Przekładane rozmowy kwalifikacyjne i konkursy, odwołane staże, nauka zdalna, nieprzedłużanie umów młodym pracownikom poniżej 25. roku życia sprawiają, że młodzi ludzie są szczególnie poszkodowani jeśli chodzi o szanse na zatrudnienie - wskazują eksperci.
„Le Figaro” pisze, że młodzi Francuzi obawiają się teraz wchodzenia na rynek pracy, skarżą się na wciąż obowiązujące obostrzenia sanitarne, które utrudniają im znalezienie pracy, odbycie szkoleń, a nawet rozpoczęcie już wcześniej „zaklepanej” pracy.
Prawie 300 tys. pracowników tymczasowych straciło pracę w pierwszym kwartale 2020 roku, co oznacza spadek o 37 proc. całkowitej liczby zatrudnionych tymczasowo w porównaniu z czwartym kwartałem 2019 roku - poinformował Nicolas Bouzou z firmy doradczej Asteres, cytowany przez dziennik.
Ekspert przypomina, że w szczycie recesji w 2008 roku liczba tych zazwyczaj bardzo młodych pracowników zmniejszyła się zaledwie o około 13 proc.

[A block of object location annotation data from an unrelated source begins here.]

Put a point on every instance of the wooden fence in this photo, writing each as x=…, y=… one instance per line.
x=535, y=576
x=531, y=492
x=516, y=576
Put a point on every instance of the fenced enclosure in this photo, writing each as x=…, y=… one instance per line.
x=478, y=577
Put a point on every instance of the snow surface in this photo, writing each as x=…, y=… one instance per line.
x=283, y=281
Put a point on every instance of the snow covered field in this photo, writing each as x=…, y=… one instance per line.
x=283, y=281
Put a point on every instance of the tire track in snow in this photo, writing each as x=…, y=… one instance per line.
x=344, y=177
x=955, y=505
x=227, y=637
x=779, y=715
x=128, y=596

„Państwa zaoferowały przedsiębiorcom w czasie trwania epidemii bezprecedensowe wsparcie finansowe, jednak ważne jest, by teraz w okresie wychodzenia z niej, środki te były właściwie wykorzystane, aby zwiększać innowacyjność firm i zachęcać je do zatrudniania również młodych ludzi” - powiedziała PAP wiceszefowa działu Małych i Średnich Przedsiębiorstw w Organizacji Współpracy Gospodarczej i Rozwoju (OECD) dr Sandrine Kergroach.
Francuska gospodarka może stracić przez kryzys co najmniej 1 mln miejsc pracy. Do tego należy dodać kłopoty rzemieślników, przedstawicieli wolnych zawodów, mikroprzedsiębiorców, sektora usług zatrudniającego studentów i młodych pracowników - wskazuje Kergroach.

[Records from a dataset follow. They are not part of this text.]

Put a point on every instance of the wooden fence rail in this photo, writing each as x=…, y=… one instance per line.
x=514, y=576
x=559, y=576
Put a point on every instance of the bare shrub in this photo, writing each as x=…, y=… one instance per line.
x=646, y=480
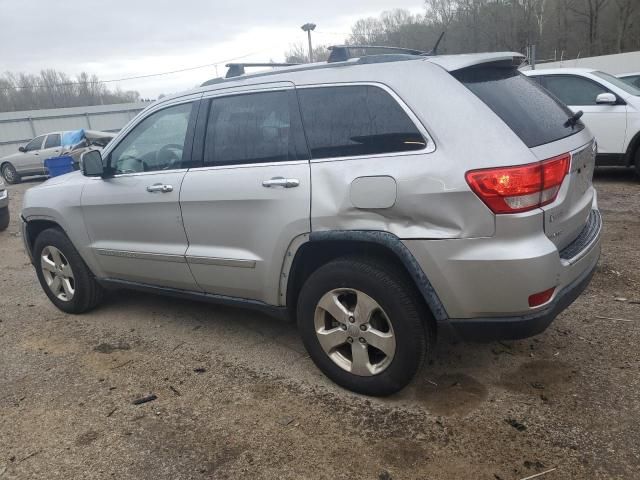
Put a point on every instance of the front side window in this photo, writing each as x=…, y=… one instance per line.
x=53, y=141
x=250, y=128
x=156, y=143
x=356, y=120
x=35, y=144
x=573, y=90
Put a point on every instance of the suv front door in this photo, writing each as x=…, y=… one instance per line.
x=251, y=197
x=133, y=218
x=607, y=122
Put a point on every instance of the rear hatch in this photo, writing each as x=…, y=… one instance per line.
x=543, y=125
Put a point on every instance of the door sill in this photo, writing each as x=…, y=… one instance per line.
x=256, y=305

„Kryzys opóźni wejście na rynek pracy młodych ludzi” - podkreśla Bouzou, który postuluje stopniową redukcję dotacji państwowych do wynagrodzeń w ramach tzw. mechanizmu częściowego bezrobocia, polegającego na tym, że państwo opłaca ponad 80 proc. wynagrodzenia pracownika netto.
„Władze będą musiały opracować rozległy +keynesowski plan naprawczy+, gdy warunki sanitarne pozwolą firmom funkcjonować mniej więcej normalnie” - uważa Bouzou, który odwołuje się do teorii ekonomisty Johna Maynarda Keynesa, który był zwolennikiem interwencji państwa na rynku, by łagodzić szkodliwe skutki recesji.
Młodzi pracownicy, jak szacują eksperci, będą szukali przez sześć miesięcy lub dłużej pracodawcy, aby odbyć pierwsze staże zawodowe, co w normalnych warunkach trwałoby o połowę krócej.
We wrześniu studenci wrócą na uniwersytety, jednak z uwagi na obowiązek dystansowania między pracownikami w firmach, wielu z nich nie będzie mogło tych staży odbyć.
Część studentów, jak 22-letni Arnaud z Nancy, odbywa staż zdalnie, łącząc się raz dziennie przez komunikator internetowy ze swoim mentorem - pisze „Le Figaro”.
Byłem trochę zestresowany tym, że zacząłem pracę bez postawienia nogi w firmie, ale mój mentor przedstawił mnie wszystkim, z którymi prawdopodobnie będę dalej pracować - powiedział dziennikowi Arnaud, który odpowiada za harmonizowanie metod magazynowania towarów w firmie z branży przemysłowej.
„Jesteśmy w niepewnej sytuacji” - mówi PAP studentka nauk politycznych z Paryża Sylvine, której nie udało się znaleźć żadnego stażu na wakacje. Narzeka na brak kontaktu z uczelnią. Obawia się że początek roku akademickiego „będzie katastrofą”.